Locked down: Keeping busy in difficult times

Adolescents' mental health during COVID-19

UNICEF China
Xiaoyu takes online classes while her mother works remotely in the background.
UNICEF/China/2020/Ma Yuyuan
28 September 2021

In February 2020, as part of the effort to control the spread of the COVID-19 virus, China’s schools asked adolescents to stay home.

There was no going to school, no social events, nothing. The start of the spring semester was postponed. For Xiaoyu, who was in Grade 11 at the time of the shutdown, postponing school did not sound all bad – at first.

“When I first learned the news about the postponing of spring semester, I was happy about the extended holiday. But now I just want to go back to school,” says Xiaoyu.
UNICEF/China/2020/Ma Yuyuan
At the very least, lockdown is boring, despite Xiaoyu’s efforts to make staying home productive. For other adolescents, lockdown created feelings of fear and anxiety.

“When I first learned the news about the postponing of spring semester, I was happy about the extended holiday,” Xiaoyu said at the time. “But now I just want to go back to school.”

Xiaoyu kept herself busy by taking online review classes, participating in Q&As with teachers, playing online games with friends and keeping up with the news on the pandemic. She also spent time texting her friends.

“I miss my friends,” she said. “We sometimes talk about the outbreak and when school will start. Staying at home for such a long time is so boring.”

During a break from classes, Xiaoyu plays a video game with a friend.
UNICEF/China/2020/Ma Yuyuan
During a break from classes, Xiaoyu plays a video game with a friend.

Efforts were made to keep adolescents engaged and active, despite the lockdown. For example, tips on coping with stress and anxiety during the pandemic were created by UNICEF and the China Communist Youth League, which has about 81 million members[1]. The tips were distributed on official digital channels. A video outreach was launched to encourage exercise during the lockdown, an effort supported by social media partners and UNICEF.

Xiaoyu does sit ups at home.
UNICEF/China/2020/Ma Yuyuan
Exercise was encouraged and Xiaoyu responds by doing situps at home.

For some adolescents in China, boredom was not the only problem.
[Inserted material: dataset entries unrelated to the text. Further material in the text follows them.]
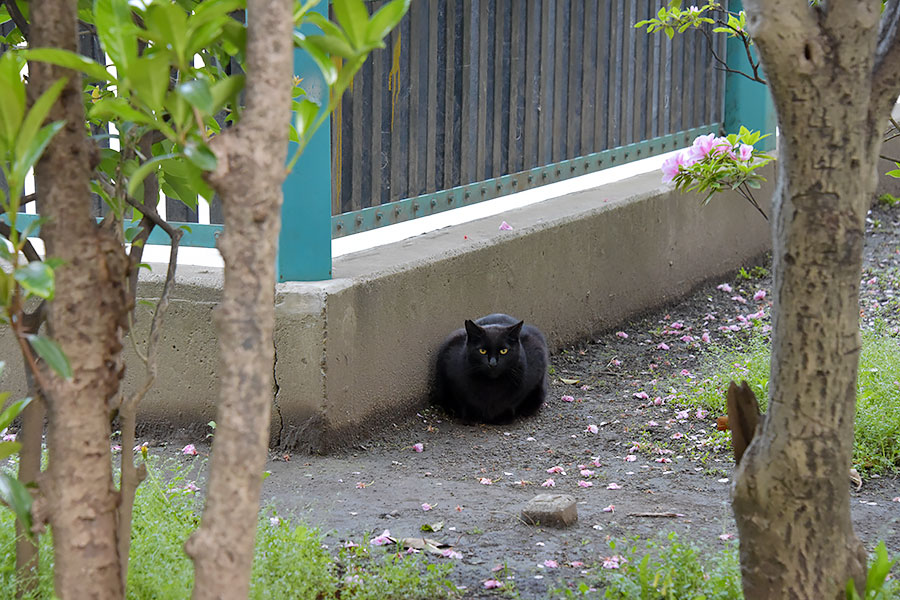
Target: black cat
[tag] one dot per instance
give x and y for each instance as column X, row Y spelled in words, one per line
column 493, row 370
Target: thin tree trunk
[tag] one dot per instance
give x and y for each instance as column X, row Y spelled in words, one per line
column 87, row 315
column 30, row 436
column 248, row 178
column 791, row 496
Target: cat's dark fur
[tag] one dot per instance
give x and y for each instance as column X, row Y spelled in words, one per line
column 476, row 381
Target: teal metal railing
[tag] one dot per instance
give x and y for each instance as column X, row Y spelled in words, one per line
column 312, row 216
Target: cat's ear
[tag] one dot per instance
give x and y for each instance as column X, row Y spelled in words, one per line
column 473, row 330
column 514, row 330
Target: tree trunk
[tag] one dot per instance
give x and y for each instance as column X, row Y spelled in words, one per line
column 248, row 178
column 87, row 316
column 791, row 494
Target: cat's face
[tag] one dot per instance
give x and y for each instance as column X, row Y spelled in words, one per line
column 493, row 349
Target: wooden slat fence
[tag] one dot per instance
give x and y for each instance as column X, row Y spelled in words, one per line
column 472, row 90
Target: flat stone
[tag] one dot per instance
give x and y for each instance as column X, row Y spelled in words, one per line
column 551, row 510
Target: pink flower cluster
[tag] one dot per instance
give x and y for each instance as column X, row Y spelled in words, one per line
column 701, row 148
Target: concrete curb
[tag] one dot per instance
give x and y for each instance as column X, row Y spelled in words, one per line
column 355, row 353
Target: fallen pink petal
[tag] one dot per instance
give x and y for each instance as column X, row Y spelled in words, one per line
column 383, row 539
column 613, row 562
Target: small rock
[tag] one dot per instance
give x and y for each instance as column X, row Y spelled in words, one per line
column 552, row 510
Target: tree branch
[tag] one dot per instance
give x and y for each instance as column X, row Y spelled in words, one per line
column 28, row 250
column 17, row 17
column 886, row 70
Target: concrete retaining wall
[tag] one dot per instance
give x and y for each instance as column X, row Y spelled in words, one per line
column 355, row 352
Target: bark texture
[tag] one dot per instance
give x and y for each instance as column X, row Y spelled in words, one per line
column 791, row 498
column 248, row 178
column 86, row 317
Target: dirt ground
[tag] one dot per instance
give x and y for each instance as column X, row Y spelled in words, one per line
column 477, row 478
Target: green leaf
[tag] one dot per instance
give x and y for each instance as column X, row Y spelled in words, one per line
column 117, row 32
column 118, row 109
column 12, row 411
column 33, row 227
column 226, row 90
column 198, row 95
column 69, row 60
column 17, row 497
column 7, row 449
column 879, row 570
column 12, row 98
column 200, row 155
column 37, row 279
column 52, row 355
column 146, row 169
column 354, row 19
column 304, row 116
column 35, row 117
column 149, row 78
column 300, row 10
column 181, row 172
column 130, row 232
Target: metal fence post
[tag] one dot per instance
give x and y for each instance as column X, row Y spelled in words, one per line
column 304, row 245
column 747, row 102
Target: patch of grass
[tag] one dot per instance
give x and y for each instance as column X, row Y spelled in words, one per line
column 290, row 560
column 889, row 200
column 661, row 569
column 668, row 568
column 877, row 422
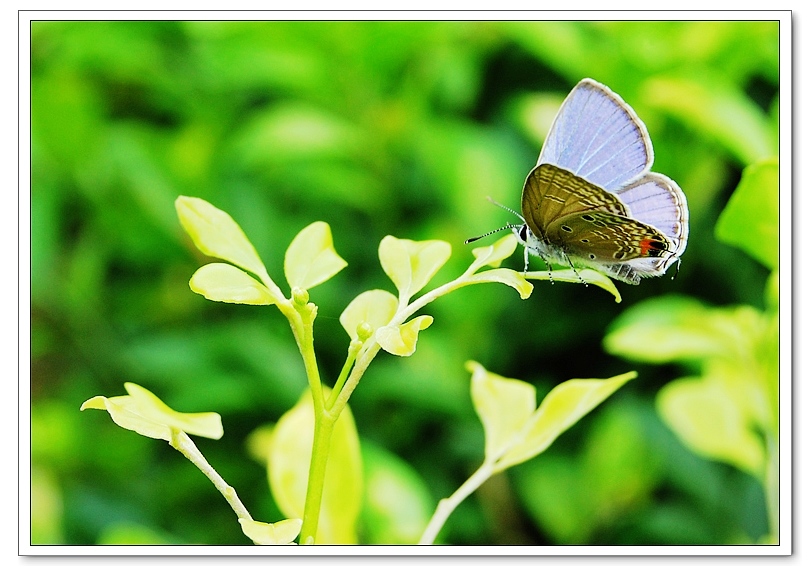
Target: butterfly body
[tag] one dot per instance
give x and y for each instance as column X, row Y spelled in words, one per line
column 592, row 201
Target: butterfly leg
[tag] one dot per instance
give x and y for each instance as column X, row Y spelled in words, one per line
column 525, row 260
column 571, row 264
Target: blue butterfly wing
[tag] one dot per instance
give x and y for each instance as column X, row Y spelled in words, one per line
column 657, row 200
column 599, row 137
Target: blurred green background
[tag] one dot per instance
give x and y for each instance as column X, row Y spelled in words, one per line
column 378, row 128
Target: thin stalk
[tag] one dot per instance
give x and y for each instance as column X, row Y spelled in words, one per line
column 447, row 505
column 183, row 444
column 324, row 425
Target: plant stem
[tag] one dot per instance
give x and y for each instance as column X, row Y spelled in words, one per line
column 447, row 505
column 182, row 443
column 771, row 485
column 324, row 425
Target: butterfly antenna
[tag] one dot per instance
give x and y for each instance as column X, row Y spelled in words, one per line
column 677, row 268
column 502, row 228
column 507, row 208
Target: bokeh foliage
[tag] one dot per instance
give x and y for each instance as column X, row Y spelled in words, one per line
column 377, row 128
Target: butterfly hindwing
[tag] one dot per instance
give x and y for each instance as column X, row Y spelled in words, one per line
column 604, row 238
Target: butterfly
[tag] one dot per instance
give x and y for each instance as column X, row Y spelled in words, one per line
column 591, row 201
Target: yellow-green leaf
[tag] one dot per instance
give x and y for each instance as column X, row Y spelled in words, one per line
column 288, row 471
column 225, row 283
column 505, row 276
column 311, row 258
column 712, row 423
column 563, row 407
column 281, row 532
column 591, row 277
column 374, row 307
column 494, row 254
column 504, row 406
column 216, row 234
column 410, row 264
column 401, row 340
column 144, row 413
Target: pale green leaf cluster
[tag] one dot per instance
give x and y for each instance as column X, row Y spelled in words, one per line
column 309, row 261
column 144, row 413
column 313, row 453
column 288, row 467
column 516, row 429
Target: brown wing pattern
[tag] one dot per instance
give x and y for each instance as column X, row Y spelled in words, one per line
column 552, row 193
column 601, row 237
A national online survey in February 2020, supported by UNICEF, indicated that 85 per cent of the respondents reported feeling worried about the virus and its effect on their families and communities. About 21 per cent said they were afraid of dying and 22 per cent reported feelings of loneliness.

In May 2020, as China was opening up again, a follow-up survey showed a reduction in the number of adolescents who reported feelings of fear and anxiety. However, 11 per cent of respondents said they needed mental health counselling services. As the pandemic continues in China – and around the world – this call for services can be a reminder of the importance of protecting adolescents’ mental health in difficult times.